Most Americans do not know that June 18 marked the Bicentennial of the Second War for Independence—the War of 1812. This seemingly unimportant war with England almost cost our nation its freedom. In August 1814, Washington D.C., the new Capitol Building and the White House were burned by British troops. Battles for the great port cities of the former colonies were under continuous and heavy attacks from the sea. British armies were claiming allies in Native American tribes and Canadian settlers. Overcoming great odds, the American armies prevailed, signing a treaty with England on December 24, 1814. One of the most famous battles took place in New Orleans, where Andrew Jackson’s soldiers defeated the British—on January 8, 1815. News of the end of the war took a long time to reach Louisiana.
Francis Scott Key penned “The Star Spangled Banner” when he saw the U. S. flag raised after a twenty-five hour British bombardment of Baltimore’s Fort McHenry on September 14, 1814. Our national anthem was born out of this “second war for independence.” Yet somehow today we seem to have forgotten that on July 4, 1812 we were in the midst of a struggle with the strongest army and navy in the world, only 36 years after the original Declaration of Independence.
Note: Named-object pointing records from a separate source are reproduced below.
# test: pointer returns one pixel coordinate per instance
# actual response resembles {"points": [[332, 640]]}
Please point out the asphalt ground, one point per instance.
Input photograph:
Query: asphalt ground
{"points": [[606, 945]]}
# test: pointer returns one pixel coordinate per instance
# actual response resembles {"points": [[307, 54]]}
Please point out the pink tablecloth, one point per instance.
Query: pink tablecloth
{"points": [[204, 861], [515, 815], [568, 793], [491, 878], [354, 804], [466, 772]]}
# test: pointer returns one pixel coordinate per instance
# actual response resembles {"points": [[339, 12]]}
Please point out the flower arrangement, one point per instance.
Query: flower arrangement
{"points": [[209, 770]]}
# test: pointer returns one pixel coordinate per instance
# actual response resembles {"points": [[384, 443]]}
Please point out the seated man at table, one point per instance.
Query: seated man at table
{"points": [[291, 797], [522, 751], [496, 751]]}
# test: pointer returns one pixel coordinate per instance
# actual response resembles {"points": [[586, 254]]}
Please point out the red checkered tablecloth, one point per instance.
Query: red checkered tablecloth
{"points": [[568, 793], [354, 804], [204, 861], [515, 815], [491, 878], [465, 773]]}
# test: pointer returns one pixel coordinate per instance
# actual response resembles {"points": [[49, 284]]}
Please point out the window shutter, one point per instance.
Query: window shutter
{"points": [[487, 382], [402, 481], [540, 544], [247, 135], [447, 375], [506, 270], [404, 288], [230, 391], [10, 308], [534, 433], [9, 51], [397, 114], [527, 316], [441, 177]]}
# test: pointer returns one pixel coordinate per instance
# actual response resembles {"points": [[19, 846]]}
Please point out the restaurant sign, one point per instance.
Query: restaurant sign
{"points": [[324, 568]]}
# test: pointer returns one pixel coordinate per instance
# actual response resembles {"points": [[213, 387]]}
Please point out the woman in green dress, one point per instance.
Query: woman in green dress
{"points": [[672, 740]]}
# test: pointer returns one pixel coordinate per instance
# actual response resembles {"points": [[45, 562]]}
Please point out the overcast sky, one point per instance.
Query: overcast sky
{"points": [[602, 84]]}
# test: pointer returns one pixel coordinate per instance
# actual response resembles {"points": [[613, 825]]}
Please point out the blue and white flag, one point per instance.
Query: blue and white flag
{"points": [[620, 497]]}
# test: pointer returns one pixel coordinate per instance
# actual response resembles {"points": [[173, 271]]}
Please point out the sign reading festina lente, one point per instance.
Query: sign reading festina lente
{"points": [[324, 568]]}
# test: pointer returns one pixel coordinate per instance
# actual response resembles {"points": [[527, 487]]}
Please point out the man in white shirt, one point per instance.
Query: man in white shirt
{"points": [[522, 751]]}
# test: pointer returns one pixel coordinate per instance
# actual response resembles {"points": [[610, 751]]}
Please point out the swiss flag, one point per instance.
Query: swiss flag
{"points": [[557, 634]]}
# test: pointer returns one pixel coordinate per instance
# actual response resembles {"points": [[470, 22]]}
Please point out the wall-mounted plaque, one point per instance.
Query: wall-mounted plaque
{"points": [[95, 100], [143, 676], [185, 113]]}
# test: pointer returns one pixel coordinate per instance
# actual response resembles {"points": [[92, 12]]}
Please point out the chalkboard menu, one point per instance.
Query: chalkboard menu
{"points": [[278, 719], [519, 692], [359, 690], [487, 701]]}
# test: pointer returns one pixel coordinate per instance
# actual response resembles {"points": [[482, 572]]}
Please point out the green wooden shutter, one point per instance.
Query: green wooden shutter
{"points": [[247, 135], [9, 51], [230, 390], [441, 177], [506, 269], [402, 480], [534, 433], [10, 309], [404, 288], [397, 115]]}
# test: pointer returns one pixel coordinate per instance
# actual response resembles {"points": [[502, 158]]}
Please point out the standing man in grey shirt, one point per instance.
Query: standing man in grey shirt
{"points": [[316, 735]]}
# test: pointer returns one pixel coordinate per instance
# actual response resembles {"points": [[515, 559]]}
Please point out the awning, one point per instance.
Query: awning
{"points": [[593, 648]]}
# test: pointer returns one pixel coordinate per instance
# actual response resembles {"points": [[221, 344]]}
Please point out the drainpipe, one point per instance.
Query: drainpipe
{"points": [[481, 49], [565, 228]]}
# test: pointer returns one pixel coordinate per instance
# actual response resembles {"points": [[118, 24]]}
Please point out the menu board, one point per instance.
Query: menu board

With the 4th of July coming on a Wednesday this year, it is not easy to make it into a 5-day weekend, unless you take some vacation time. Maybe this would be a good year to reflect on just what our Independence Day really means. Was all of that blood shed so we could roast hot dogs, get sunburned and set-off fireworks? Jesus once said that knowing the truth will set you free. Just what is it that we celebrate this week?
Keep healthy. Pray mightily. Enjoy your life today. Proclaim liberty. And let’s experience the love and power of God together.